With prospects for recapturing the House majority dwindling, Republicans are scrambling to prevent the Democrats from running up the score Nov. 3 and putting the speaker’s gavel further out of reach.
House Republicans entered the 2020 cycle hopeful. Needing 17 seats to win back the majority after a two-year hiatus, they charted a path back to power through several districts that Democrats flipped in midterm elections but that supported President Trump in 2016. But as Election Day approaches, House Republicans are hamstrung by challenges similar to those afflicting their Senate colleagues.
Incumbent House Democrats are significantly outraising Republican challengers, many of whom are struggling against political headwinds fanned by Trump. Those difficulties, exacerbated by Trump’s struggles against Democratic nominee Joe Biden since their first televised debate in late September, have led nonpartisan political prognosticators to conclude that Democrats are likely to expand their majority.
“Democrats are going to maintain their majority in the House in almost every imaginable scenario,” said Nathan Gonzales, publisher of the handicapper Inside Elections. “The bigger questions are whether Democrats will expand their majority, and by how much?”
Gonzales projects Democrats could stand pat or flip up to 11 Republican-held seats. The Cook Political Report projects Democratic pickups could reach 15 seats. Republican strategists involved in House races say the best-case scenario for the GOP is to hold House losses to zero or the low single digits. They are bracing for the worst, although it will not come close to the 40-seat wipeout from two years ago that cost them the majority.
“The past two weeks have been an unmitigated disaster for Republican House and Senate campaigns, with the president’s COVID test and hospitalization compounding a disastrous debate performance,” a GOP strategist said.
Democrats are bullish on holding the majority but are circumspect about making major gains.
Democratic strategists expect the party might lose a few House seats but expect to win more than they shed, saying a “great” election night would entail growing their caucus by five seats. Similar to the 2018 campaign, House Democrats are running on healthcare. They are convinced that Trump’s vow to repeal Obamacare in the middle of the coronavirus pandemic is the issue that is most damaging to Republican challengers and the GOP incumbents on their target list.
The Democratic Congressional Campaign Committee is running television advertising on the topic in such diverse districts as the at-large seat in Montana, where Trump is expected to beat Biden, and Nebraska’s 2nd Congressional District, a suburban Omaha seat. There, Biden is favored over Trump, and incumbent Republican Rep. Don Bacon is in trouble against Democrat Kara Eastman. Nebraska awards Electoral College votes per congressional district.
Democrats also are crediting Biden’s moderate image for improving existing opportunities to pick up seats and bolstering their defensive position in districts won in 2018. The party is targeting GOP-held suburban districts in Dallas, Houston, Indianapolis, and St.
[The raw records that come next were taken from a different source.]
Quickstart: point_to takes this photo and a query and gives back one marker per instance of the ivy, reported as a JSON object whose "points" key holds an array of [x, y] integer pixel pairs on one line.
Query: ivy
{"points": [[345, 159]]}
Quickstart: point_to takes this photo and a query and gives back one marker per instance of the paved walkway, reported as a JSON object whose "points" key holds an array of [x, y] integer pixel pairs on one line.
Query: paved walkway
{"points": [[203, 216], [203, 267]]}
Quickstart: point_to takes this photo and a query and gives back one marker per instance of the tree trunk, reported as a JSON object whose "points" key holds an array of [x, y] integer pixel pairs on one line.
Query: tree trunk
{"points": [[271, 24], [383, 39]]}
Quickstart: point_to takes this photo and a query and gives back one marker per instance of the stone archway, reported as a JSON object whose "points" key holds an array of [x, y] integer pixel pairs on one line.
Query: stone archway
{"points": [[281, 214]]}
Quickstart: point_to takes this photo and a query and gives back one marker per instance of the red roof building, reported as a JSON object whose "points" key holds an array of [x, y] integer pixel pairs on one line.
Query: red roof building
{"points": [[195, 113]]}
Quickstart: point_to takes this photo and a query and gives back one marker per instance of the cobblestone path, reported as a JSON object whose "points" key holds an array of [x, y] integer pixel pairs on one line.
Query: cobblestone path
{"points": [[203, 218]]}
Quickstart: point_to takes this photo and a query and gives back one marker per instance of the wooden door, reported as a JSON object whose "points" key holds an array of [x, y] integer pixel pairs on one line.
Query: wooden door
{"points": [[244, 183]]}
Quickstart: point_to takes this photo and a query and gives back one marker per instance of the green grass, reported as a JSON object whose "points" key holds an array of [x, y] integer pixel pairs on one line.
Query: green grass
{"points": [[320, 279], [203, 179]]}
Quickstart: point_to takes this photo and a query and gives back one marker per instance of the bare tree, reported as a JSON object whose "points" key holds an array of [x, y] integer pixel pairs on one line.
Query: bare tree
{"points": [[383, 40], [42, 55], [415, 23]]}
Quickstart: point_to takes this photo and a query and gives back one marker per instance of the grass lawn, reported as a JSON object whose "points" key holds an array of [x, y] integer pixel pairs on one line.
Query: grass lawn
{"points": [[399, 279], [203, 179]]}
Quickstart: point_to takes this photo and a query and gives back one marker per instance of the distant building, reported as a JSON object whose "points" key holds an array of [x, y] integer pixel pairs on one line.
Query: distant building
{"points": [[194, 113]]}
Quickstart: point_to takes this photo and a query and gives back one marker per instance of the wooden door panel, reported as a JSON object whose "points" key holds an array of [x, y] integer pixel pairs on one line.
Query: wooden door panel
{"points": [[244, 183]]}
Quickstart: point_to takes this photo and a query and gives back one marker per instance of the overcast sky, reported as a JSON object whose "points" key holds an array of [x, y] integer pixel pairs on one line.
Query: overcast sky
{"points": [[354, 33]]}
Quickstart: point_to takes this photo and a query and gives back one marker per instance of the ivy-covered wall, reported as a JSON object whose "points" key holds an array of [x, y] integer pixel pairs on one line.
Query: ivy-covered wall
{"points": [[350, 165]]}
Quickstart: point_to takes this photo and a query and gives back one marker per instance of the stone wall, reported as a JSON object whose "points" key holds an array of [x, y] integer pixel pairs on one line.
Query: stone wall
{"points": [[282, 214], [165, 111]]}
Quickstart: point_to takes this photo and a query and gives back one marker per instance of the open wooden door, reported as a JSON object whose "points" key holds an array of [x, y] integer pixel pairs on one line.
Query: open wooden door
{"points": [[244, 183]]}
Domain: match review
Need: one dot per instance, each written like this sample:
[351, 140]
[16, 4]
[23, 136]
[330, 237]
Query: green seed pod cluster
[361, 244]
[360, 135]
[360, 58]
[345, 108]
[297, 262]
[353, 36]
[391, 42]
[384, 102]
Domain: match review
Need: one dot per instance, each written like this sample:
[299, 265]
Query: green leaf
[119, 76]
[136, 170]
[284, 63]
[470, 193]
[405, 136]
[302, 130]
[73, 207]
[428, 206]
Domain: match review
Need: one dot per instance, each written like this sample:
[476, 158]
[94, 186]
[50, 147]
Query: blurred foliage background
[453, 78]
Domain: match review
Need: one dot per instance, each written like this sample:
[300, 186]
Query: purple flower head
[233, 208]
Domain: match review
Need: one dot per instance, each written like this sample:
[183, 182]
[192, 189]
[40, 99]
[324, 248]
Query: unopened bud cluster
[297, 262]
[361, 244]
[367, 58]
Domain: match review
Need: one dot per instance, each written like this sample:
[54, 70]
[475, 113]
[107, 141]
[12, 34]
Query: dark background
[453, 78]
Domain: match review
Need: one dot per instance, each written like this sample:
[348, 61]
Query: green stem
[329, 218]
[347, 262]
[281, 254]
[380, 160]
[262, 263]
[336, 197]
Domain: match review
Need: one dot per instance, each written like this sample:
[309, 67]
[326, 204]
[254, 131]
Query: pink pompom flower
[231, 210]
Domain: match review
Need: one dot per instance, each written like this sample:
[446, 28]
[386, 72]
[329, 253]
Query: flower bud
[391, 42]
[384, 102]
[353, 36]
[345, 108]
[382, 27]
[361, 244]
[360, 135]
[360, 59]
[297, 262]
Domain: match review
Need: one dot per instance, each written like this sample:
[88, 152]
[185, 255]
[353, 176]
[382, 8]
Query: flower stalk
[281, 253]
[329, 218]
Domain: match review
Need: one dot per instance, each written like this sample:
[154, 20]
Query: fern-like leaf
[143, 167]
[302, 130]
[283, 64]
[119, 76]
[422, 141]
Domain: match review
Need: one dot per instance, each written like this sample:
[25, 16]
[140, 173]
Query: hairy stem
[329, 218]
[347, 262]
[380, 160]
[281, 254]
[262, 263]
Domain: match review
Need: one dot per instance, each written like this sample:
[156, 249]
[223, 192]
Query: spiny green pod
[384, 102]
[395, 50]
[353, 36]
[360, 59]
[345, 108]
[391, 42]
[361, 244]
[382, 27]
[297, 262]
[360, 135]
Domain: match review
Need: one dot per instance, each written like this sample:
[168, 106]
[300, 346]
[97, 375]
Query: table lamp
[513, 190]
Louis and is encouraged by the strength of Democratic incumbents in districts in Charleston, South Carolina, Oklahoma City, and southern New Mexico.
“We’d be content keeping the majority,” a Democratic operative said. “We’re not expecting [gains of] double-digits.”
House Republicans, fighting for a draw, are optimistic that they will win some Democratic seats to stem their losses elsewhere.
They are on offense in the inland, central California 21st District; the coastal, southwest Oregon 4th District, and the western Wisconsin 3rd District. All three have for years tended to vote Democrat for Congress, but the incumbents there are on their heels against quality Republican challengers. However, signs of trouble for the GOP are unmistakable.
The party is pouring money into Alaska and Montana. Republicans are on the ropes in additional seats in districts Trump won in 2016: Arkansas’s 2nd District just north of Little Rock; veteran Republican Rep. Fred Upton is defending his seat in Michigan’s 6th District; the open western Michigan 3rd District is being vacated by Republican-turned-Independent Rep. Justin Amash; and Virginia’s rural 5th District is another open-seat contest.
Congressional Leadership Fund, the super PAC aligned with House Minority Leader Kevin McCarthy, raised $77.4 million in the third quarter. The haul was a record for the group and is helping House Republicans compensate for the DCCC’s large fundraising advantage over the National Republican Congressional Committee.
“The environment has gotten tougher, so we’re playing defense on an expanded defensive map,” said a GOP operative involved in House races. “But we still feel very optimistic in races where we are on offense. There are some surprising opportunities.”